A little plug for County Planner Phil Wheeler:  He saw this coming years ago.

USA today on the changing makeup of communities: USA Today

This is part of the reason why many of the downtown or close in developments like Orchard Hills Villas, The Hamilton, Cascade Creek have been successful while places like Pebble Creek in distant sprawled out areas have been failures.  It is also the reason Mac Hamilton’s new building and Metropolitan Market Place will be coming online (and there are more coming…)

From a policy standpoint I think it is crazy that we continue to heavily subsidize sprawl instead of make the users bear the full cost.  I opposed the rate increases to the Sewer fund because that in and of itself was a $60 million development subsidy.

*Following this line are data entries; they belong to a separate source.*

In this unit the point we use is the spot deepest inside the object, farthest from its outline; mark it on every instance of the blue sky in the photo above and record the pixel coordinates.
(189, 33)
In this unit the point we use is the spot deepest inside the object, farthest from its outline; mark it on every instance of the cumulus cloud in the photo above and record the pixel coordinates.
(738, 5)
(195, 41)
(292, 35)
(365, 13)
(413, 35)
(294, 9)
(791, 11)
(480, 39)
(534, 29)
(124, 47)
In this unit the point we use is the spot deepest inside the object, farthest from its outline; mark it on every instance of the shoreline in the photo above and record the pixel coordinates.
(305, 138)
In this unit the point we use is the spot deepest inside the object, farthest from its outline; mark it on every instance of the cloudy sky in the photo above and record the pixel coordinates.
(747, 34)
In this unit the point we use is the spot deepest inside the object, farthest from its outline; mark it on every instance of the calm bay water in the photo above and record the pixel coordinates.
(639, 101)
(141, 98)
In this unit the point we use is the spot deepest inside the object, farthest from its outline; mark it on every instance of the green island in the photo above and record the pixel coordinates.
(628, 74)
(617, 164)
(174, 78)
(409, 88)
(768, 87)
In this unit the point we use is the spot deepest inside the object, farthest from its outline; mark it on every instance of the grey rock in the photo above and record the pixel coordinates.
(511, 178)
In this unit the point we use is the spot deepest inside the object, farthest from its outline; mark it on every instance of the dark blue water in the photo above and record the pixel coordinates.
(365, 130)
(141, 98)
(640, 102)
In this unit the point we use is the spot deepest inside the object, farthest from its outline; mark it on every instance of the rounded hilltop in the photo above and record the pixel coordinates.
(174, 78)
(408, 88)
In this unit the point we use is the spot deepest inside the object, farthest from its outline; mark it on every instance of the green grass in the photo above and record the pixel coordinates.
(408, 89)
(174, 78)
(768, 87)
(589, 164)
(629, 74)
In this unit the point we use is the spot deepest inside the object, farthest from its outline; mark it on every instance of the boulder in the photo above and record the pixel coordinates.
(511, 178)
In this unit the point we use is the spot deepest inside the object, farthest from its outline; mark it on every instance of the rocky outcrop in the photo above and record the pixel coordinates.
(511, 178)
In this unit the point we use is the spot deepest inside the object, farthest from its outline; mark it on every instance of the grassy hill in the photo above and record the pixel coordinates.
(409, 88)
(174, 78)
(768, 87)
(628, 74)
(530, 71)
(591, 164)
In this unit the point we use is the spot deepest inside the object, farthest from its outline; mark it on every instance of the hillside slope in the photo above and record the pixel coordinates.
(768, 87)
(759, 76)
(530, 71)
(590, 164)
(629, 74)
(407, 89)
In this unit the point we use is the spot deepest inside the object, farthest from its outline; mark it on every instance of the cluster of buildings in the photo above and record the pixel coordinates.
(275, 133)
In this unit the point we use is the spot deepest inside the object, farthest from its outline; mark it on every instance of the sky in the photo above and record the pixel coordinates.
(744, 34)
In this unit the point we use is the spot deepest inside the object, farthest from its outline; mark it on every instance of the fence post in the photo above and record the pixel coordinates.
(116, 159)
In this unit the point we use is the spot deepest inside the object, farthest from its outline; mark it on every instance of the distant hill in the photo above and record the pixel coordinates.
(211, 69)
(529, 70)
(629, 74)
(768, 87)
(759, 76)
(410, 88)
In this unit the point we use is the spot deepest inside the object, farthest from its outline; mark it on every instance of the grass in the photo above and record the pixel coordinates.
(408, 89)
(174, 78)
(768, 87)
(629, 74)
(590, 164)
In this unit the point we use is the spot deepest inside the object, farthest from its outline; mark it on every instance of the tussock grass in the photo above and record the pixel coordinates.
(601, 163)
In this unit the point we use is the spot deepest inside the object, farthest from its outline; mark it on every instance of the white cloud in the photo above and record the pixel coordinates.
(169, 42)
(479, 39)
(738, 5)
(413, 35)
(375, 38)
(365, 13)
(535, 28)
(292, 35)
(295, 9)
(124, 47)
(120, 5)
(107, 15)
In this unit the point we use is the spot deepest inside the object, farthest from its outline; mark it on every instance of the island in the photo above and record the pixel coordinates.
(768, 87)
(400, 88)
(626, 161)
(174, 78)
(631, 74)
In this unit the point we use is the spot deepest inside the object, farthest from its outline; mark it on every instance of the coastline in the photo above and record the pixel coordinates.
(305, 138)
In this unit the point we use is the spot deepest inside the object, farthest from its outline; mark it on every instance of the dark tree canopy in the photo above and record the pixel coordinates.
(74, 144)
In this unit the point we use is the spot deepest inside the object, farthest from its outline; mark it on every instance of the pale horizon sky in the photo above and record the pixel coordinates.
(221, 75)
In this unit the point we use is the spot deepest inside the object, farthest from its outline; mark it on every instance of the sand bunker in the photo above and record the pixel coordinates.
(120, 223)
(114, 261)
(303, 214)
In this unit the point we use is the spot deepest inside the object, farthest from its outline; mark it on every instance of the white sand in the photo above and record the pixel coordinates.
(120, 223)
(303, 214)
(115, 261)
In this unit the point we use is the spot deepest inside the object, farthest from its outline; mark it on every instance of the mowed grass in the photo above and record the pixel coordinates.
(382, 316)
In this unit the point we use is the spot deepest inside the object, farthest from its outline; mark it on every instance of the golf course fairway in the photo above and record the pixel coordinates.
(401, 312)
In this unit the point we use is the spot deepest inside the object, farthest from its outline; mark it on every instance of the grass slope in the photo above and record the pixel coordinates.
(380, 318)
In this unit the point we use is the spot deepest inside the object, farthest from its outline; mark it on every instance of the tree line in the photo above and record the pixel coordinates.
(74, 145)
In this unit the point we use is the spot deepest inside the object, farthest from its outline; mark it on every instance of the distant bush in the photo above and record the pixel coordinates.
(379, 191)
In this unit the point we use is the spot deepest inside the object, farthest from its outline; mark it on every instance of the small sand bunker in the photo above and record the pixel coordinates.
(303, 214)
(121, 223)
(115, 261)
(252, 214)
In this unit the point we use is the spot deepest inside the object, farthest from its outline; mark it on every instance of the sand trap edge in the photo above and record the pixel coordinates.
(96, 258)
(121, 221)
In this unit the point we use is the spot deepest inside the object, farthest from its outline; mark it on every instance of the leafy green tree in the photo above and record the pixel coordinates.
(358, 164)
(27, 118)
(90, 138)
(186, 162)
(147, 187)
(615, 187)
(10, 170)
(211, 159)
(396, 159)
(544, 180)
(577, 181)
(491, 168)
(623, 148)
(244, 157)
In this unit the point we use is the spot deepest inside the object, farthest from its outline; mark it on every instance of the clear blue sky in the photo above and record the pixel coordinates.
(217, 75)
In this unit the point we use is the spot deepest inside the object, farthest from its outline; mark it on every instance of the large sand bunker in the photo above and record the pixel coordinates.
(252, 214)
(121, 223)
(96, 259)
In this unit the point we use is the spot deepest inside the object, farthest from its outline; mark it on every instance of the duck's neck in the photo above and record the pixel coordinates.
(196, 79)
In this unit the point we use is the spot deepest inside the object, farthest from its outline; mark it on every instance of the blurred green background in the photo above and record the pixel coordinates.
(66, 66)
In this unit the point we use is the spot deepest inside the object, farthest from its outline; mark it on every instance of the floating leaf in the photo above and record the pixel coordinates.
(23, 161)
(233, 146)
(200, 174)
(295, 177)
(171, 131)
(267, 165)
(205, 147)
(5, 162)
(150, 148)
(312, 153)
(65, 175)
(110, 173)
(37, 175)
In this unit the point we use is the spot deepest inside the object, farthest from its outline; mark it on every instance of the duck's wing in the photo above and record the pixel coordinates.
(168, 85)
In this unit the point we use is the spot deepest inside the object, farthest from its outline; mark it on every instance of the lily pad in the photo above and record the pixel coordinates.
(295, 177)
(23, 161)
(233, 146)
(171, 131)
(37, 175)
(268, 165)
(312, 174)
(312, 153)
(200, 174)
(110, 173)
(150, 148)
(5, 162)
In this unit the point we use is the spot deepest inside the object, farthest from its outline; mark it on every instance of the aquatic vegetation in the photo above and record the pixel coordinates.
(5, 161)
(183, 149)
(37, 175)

Young Millennials and older Baby Boomers are rejecting traditional suburban lifestyles in favor of urban living and shorter commutes. Many want to live near city centers so they can walk to work, shops and restaurants or take public transportation. They also prefer smaller homes because they’re single or have no kids and don’t want to spend their free me maintaining their homes.

“It’s the kids (ages 18 to 32), the empty nesters (Baby Boomers with no kids at home),” says Chris Leinberger, president of Smart Growth America’s LOCUS (Latin for “place”), a national coalition of real estate developers and investors who support urban developments that encourage walking over driving. “These two generations combined are more than half of the American population.”

The housing bust of the last five years hit hardest in subdivisions in remote suburbs, drying up financing for such development. At the same time, gas prices soared and so did environmental consciousness, giving consumers pause about living in distant suburbs away from services, jobs and entertainment.